Hi my name is AJ and I am 20 years old looking for a carreer in the culinary field. Any tips or suggestions on what I should do first?


----------



## thetincook (Jun 14, 2002)

1) Start applying for jobs in food service. Dishwasher and prep cook are good. Highest you could probably expect is pantry cook. Do not be snobbish at places to work. Even working the fryer at McDonald's will give you good perspective.

2) Get good shoes. You will be on your feet a long long time. Find a good supportive pair, then get a pair of non skid overshoes from Shoes for Crews. Good footing will keep you from hurting yourself.

3) Invest in a basic knife kit. Lots of threads on it.

4) Educate yourself. This includes hanging out here, as well as investing in professional quality cookbooks and studying them.

5) Improve your fundamental work habits. These include but are not limited to speed, organization, cleanliness, knife skills, and communication. These skills are universally needed in every level of food service.


----------



## mezzaluna (Aug 29, 2000)

Welcome to Chef Talk, AJ. TheTinCook gave you some great tips. I'm going to move this thread to a better forum, as there's less traffic of established members here in the Welcome Forum. We hope you'll return there to tell us a bit about how you got started, who inspired you, etc.

Further, I advise you to use the search tool here to see what numerous culinary questors before you have asked, and what advice was given.

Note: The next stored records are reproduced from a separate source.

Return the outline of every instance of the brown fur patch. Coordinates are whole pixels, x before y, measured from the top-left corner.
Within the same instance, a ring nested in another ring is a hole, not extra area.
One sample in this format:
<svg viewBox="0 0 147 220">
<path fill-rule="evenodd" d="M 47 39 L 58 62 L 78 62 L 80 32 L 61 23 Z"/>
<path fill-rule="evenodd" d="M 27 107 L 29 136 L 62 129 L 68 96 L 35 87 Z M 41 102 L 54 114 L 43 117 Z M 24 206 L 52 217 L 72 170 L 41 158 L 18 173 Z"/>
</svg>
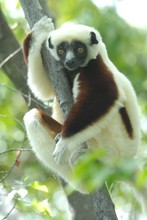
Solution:
<svg viewBox="0 0 147 220">
<path fill-rule="evenodd" d="M 130 122 L 130 119 L 129 119 L 129 116 L 128 116 L 128 113 L 127 113 L 125 107 L 120 108 L 119 113 L 121 115 L 121 119 L 124 123 L 124 126 L 126 128 L 128 136 L 130 138 L 133 138 L 133 128 L 132 128 L 132 125 L 131 125 L 131 122 Z"/>
<path fill-rule="evenodd" d="M 49 129 L 51 136 L 55 137 L 61 132 L 62 125 L 60 123 L 41 110 L 38 110 L 38 113 L 41 115 L 44 125 Z"/>
<path fill-rule="evenodd" d="M 118 98 L 113 75 L 98 55 L 81 68 L 80 93 L 62 129 L 63 137 L 69 137 L 108 113 Z"/>
<path fill-rule="evenodd" d="M 25 63 L 28 64 L 29 49 L 31 46 L 32 33 L 29 33 L 23 42 L 23 54 Z"/>
</svg>

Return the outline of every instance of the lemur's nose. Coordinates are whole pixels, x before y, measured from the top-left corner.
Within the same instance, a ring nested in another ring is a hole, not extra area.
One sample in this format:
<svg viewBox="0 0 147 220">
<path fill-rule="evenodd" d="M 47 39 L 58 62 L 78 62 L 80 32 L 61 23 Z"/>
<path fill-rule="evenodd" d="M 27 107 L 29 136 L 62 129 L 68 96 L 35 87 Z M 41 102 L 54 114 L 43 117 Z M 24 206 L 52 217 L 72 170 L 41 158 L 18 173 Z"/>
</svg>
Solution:
<svg viewBox="0 0 147 220">
<path fill-rule="evenodd" d="M 75 65 L 75 59 L 74 58 L 68 59 L 66 60 L 65 64 L 66 66 L 72 67 L 73 65 Z"/>
</svg>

I'm sure you'll fine useful suggestions there.

Good luck!

Mezzaluna


----------



## monroeweiss (Jun 9, 2011)

Get experience in the real world.

You will most likely start in the dishroom-so what-Every manager, cook,aspiring chef etc better know how to wash dishes-and be good at it.  Restaurant operation revolves around the dishroom.

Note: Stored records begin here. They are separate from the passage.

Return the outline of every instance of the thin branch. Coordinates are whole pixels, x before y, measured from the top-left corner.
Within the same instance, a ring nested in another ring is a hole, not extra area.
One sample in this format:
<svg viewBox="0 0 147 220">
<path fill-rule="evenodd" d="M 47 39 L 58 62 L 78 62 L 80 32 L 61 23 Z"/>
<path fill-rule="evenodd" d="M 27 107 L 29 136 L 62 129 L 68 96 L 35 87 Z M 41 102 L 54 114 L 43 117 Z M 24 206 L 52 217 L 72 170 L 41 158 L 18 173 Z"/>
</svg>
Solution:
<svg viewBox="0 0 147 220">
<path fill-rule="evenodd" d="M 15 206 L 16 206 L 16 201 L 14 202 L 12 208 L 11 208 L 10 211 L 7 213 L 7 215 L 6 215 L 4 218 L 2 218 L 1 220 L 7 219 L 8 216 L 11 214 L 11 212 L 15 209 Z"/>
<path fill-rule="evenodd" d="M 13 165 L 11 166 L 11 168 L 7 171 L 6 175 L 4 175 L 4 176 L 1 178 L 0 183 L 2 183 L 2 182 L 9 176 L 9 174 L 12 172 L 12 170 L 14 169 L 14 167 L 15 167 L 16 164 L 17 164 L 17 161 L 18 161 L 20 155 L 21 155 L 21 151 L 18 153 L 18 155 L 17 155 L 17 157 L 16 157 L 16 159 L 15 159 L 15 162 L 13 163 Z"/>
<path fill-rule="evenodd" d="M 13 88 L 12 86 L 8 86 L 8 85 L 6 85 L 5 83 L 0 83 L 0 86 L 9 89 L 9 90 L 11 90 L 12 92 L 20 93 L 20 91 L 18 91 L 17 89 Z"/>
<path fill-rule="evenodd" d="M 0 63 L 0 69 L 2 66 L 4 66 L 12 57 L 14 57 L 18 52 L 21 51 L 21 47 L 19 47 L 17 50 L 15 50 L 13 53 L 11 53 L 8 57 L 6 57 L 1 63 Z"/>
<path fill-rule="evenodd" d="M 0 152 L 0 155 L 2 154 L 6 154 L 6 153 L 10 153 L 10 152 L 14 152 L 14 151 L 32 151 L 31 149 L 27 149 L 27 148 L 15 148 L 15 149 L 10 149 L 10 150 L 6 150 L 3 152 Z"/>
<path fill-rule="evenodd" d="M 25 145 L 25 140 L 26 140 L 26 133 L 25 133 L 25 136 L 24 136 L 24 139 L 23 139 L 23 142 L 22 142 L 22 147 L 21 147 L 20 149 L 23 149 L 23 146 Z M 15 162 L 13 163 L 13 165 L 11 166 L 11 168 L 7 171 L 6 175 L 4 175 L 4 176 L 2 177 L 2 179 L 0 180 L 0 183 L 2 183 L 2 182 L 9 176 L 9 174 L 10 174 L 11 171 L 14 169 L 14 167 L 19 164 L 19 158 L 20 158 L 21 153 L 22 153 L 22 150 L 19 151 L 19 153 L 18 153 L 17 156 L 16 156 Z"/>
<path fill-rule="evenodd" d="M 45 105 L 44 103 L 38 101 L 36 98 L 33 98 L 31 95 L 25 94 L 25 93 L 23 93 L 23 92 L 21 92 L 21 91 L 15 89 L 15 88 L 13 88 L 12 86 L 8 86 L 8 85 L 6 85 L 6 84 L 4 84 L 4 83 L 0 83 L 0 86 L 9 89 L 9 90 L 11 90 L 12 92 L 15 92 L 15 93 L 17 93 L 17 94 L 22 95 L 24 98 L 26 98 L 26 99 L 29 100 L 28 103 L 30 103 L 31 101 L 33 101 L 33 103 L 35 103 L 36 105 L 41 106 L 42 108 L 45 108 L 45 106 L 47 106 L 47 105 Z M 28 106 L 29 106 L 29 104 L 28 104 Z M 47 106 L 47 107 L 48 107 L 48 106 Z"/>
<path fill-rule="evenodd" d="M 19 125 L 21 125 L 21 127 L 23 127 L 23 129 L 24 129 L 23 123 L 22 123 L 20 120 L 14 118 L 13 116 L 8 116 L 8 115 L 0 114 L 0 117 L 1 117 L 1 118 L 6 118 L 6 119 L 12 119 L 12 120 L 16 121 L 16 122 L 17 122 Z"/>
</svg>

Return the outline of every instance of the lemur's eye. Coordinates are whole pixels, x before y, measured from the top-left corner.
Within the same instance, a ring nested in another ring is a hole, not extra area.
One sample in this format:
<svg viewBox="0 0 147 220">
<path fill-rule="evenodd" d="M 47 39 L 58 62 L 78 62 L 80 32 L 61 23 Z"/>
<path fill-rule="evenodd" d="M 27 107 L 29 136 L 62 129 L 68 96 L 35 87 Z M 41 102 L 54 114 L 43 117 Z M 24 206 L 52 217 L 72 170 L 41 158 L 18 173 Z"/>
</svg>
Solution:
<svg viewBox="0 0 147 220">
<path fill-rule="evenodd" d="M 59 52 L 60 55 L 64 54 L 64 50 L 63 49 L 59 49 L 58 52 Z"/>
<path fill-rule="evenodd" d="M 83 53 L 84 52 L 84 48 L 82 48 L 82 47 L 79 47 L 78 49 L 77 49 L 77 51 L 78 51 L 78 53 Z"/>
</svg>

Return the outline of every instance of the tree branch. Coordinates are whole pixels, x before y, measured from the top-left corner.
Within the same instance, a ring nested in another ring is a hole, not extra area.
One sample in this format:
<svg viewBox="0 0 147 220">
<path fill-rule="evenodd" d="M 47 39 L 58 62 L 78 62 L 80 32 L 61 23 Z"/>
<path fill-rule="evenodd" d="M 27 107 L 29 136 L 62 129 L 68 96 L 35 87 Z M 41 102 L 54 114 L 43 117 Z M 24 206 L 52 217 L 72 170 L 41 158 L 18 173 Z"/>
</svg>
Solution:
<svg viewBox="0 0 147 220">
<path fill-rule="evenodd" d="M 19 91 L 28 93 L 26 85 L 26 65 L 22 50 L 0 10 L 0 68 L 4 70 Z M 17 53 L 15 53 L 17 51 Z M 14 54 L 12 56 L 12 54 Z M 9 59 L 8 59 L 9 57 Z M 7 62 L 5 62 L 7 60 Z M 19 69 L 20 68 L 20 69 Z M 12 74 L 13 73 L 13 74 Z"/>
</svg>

It is mighty hard to serve dishes in the middle of rush without clean dishes coming out of the dishroom.  The dishwasher touches every single plate,glass and piece of flatware in the restaurant.

Their skill at getting Clean-Good looking result without breakage or throwing stuff in the trash directly Impact's the Bottom line of the Restaurant.

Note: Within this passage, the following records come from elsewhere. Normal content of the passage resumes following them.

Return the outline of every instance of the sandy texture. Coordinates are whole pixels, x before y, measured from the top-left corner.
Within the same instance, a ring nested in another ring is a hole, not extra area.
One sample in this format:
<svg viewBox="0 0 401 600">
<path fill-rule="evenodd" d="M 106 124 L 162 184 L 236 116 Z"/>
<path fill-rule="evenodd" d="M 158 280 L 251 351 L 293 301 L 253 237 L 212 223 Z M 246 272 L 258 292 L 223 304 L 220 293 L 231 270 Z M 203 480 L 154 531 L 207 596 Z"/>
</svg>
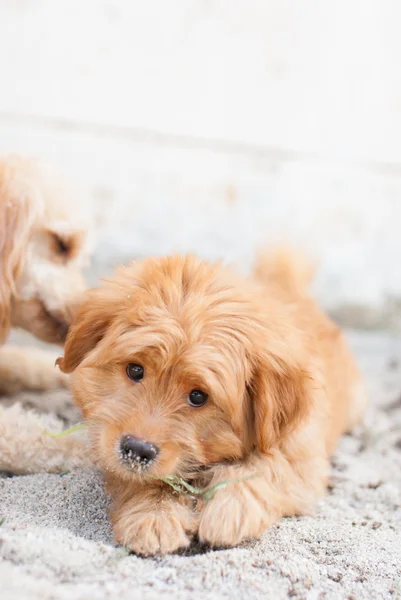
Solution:
<svg viewBox="0 0 401 600">
<path fill-rule="evenodd" d="M 341 441 L 314 516 L 283 519 L 233 550 L 142 559 L 113 544 L 97 474 L 4 477 L 1 599 L 400 599 L 401 340 L 350 338 L 371 406 L 366 425 Z M 64 399 L 56 413 L 66 423 L 76 416 Z"/>
</svg>

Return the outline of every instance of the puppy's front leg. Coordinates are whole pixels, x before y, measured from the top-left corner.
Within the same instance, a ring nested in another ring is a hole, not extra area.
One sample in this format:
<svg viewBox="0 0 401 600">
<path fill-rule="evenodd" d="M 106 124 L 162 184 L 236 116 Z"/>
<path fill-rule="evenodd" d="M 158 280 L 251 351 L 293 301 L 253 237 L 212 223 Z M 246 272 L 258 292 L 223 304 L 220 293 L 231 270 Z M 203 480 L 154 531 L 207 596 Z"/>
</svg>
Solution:
<svg viewBox="0 0 401 600">
<path fill-rule="evenodd" d="M 265 477 L 263 460 L 221 466 L 210 487 L 230 481 L 201 509 L 199 540 L 213 547 L 229 547 L 259 537 L 280 516 L 277 501 Z"/>
<path fill-rule="evenodd" d="M 126 483 L 109 478 L 111 520 L 117 542 L 142 556 L 186 548 L 196 516 L 184 500 L 164 485 Z"/>
<path fill-rule="evenodd" d="M 309 513 L 324 491 L 327 460 L 291 462 L 282 452 L 215 470 L 211 486 L 234 481 L 201 509 L 199 539 L 214 547 L 259 537 L 282 516 Z"/>
<path fill-rule="evenodd" d="M 68 377 L 55 366 L 57 355 L 38 348 L 0 347 L 0 393 L 68 387 Z"/>
</svg>

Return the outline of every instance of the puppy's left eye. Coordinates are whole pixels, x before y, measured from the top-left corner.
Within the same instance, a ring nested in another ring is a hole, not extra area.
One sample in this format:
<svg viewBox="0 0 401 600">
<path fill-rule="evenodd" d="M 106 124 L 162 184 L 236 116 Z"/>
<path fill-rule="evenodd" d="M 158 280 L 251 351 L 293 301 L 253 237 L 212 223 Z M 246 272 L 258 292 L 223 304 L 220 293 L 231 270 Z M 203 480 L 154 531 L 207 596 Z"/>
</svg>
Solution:
<svg viewBox="0 0 401 600">
<path fill-rule="evenodd" d="M 188 404 L 194 408 L 198 408 L 199 406 L 206 404 L 207 399 L 208 395 L 205 392 L 202 392 L 201 390 L 192 390 L 188 396 Z"/>
<path fill-rule="evenodd" d="M 127 375 L 132 381 L 141 381 L 145 375 L 145 369 L 141 365 L 129 363 L 126 368 Z"/>
<path fill-rule="evenodd" d="M 70 253 L 69 243 L 58 235 L 56 235 L 54 239 L 56 243 L 57 253 L 61 254 L 62 256 L 67 256 Z"/>
</svg>

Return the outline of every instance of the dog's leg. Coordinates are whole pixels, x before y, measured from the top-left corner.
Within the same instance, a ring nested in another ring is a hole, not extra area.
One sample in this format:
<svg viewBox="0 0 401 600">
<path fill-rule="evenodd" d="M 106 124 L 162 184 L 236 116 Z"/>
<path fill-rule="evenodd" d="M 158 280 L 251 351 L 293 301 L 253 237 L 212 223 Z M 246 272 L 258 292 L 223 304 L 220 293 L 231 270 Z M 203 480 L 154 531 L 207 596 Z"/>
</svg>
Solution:
<svg viewBox="0 0 401 600">
<path fill-rule="evenodd" d="M 57 355 L 38 348 L 1 346 L 0 393 L 68 387 L 68 377 L 54 364 L 56 358 Z"/>
<path fill-rule="evenodd" d="M 60 430 L 51 415 L 38 415 L 20 404 L 0 407 L 0 471 L 61 473 L 93 466 L 86 432 L 54 438 Z"/>
<path fill-rule="evenodd" d="M 310 457 L 291 462 L 273 451 L 246 464 L 221 465 L 211 486 L 233 481 L 201 509 L 199 539 L 213 547 L 235 546 L 259 537 L 282 516 L 309 513 L 324 492 L 328 461 Z"/>
<path fill-rule="evenodd" d="M 196 516 L 165 486 L 122 482 L 108 477 L 113 497 L 111 520 L 117 542 L 142 556 L 186 548 L 196 529 Z"/>
</svg>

Excell and take pride in what you do-have a "can do" attitude-Management already will have enough

problems motivating/redirecting underperformer's-be part of the solution, not part of the problem

This will you noticed (postively noticed) and you will get opportunities to move to different postions in the operation.


----------



## chefhans (Jun 27, 2011)

AJ, as a certified Chef, I completely agree with the 2 comments below. Get into the kitchen! Get Cooking ! Learn from the Chefs and then you can apply your ideas down the road. Chef Hans


----------



## eato (Jul 2, 2011)

Hi A.J. my name is Eato. I've been in the bizz 23 years and taught at two schools. Get a job in a scratch kitchen and work it for a year. you will know if this is the business for you. It will also make school easier.


----------



## rgm2 (May 28, 2011)

Hahaha jobs in scratch kitchens are much harder to come by than some might think. The restaurant business like scotch... You either love it or hate it, VERY few aren't in one of those two camps. Get the best job you can get until you can get a better one. Watch craigslist and if you see something that fits what you see yourself doing try out for it. If you get the job GIVE YOUR TWO WEEKS NOTICE. You new boss will have more respect for you(though they may not like it) and you will not be burning a bridge you might need to cross later in your career.


----------